83 Database Concepts ACID
ACID is an acronym for Atomicity, Consistency, Isolation, Durability. ACID is fundamental concept for relational database systems for reliable transactions. Conformance ACID concepts is what makes a relational database a must requirement for some software systems like banking.
Atomicity
Atomicity guarantees that a transaction is a single unit. All commands within this transaction are either all succesful or they are all rolled backed. Rolling back a transaction is like it is never executed at all. For example, consider money transfer in a bank. Executing following code.
BEGIN TRANSACTION
UPDATE Account
SET Money = Money -100
WHERE Owner = A;
UPDATE Account
SET Money = Money +100
WHERE Owner = B;
COMMIT TRANSACTION
Atomicity guarantees that both of these updates are successful or both of them rolled back. This roll back could occur due to failure of one of the commands. For example, we could have a constraint or trigger which prevents negative values for money in Account table.

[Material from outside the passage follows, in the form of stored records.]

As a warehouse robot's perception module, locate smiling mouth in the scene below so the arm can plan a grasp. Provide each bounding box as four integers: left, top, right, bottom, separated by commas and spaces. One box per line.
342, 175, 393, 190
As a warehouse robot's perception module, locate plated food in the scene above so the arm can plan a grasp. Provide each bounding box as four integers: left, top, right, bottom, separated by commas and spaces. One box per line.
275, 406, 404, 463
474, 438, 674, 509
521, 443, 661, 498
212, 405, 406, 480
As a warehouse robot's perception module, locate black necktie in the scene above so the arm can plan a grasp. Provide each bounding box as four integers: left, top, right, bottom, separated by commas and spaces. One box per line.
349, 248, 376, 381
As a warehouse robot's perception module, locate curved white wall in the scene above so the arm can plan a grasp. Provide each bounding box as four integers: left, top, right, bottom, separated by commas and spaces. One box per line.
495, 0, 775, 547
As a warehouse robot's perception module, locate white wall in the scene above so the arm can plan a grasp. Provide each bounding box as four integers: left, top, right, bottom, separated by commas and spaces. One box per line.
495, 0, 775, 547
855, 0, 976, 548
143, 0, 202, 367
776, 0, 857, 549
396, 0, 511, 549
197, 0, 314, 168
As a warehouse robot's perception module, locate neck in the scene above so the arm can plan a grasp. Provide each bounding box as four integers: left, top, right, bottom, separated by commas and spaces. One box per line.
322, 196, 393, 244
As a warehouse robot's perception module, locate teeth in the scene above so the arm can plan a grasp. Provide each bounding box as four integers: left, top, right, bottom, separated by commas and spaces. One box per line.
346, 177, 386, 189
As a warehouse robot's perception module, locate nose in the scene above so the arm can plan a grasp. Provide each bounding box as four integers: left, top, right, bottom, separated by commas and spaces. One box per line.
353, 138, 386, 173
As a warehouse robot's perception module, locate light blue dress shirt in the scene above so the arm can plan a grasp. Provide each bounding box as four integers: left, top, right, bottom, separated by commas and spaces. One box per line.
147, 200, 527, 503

Atomicity prevents inconsistencies like not decreasing money from Account A but increasing money of Account B.
Consistency
Consistency guarantees that a transaction preserves valid states. That is after the transaction database is in a valid state. Consistency enforces database constraints like primary keys, foreign keys and other constraints. For example, we are adding a invoice and invoice lines. Invoice lines are dependent upon (have foreign keys) invoice table. If adding a invoice is not successful, we could not add invoice lines also.
Isolation
Isolation guarantees that multiple transactions occur concurrently without seeing each other. For example, one transaction update a row in Customer table, second transaction will not see this update row.
Isolation prevents Read Phenomenas of dirty reads,non-repeatable reads and phantom reads. For example, isolation ensures that two users could not change same row at the same time.
Durability
Durability guarantees that committed transaction will stay in disk even in the system crashes, power failures or other problems. For example, durability ensures that when a bank transfer is successful, all account changes are permanently preserved in the database system.
The ACID properties collectively ensures that database transactions works reliably. Implementing ACID properties introduce performance penalties. That is why most NoSQL databases are faster since they implement ACID properties more weakly compared to traditional relational database systems. If your system needs ACID guarantees, relational databases are always safer choice.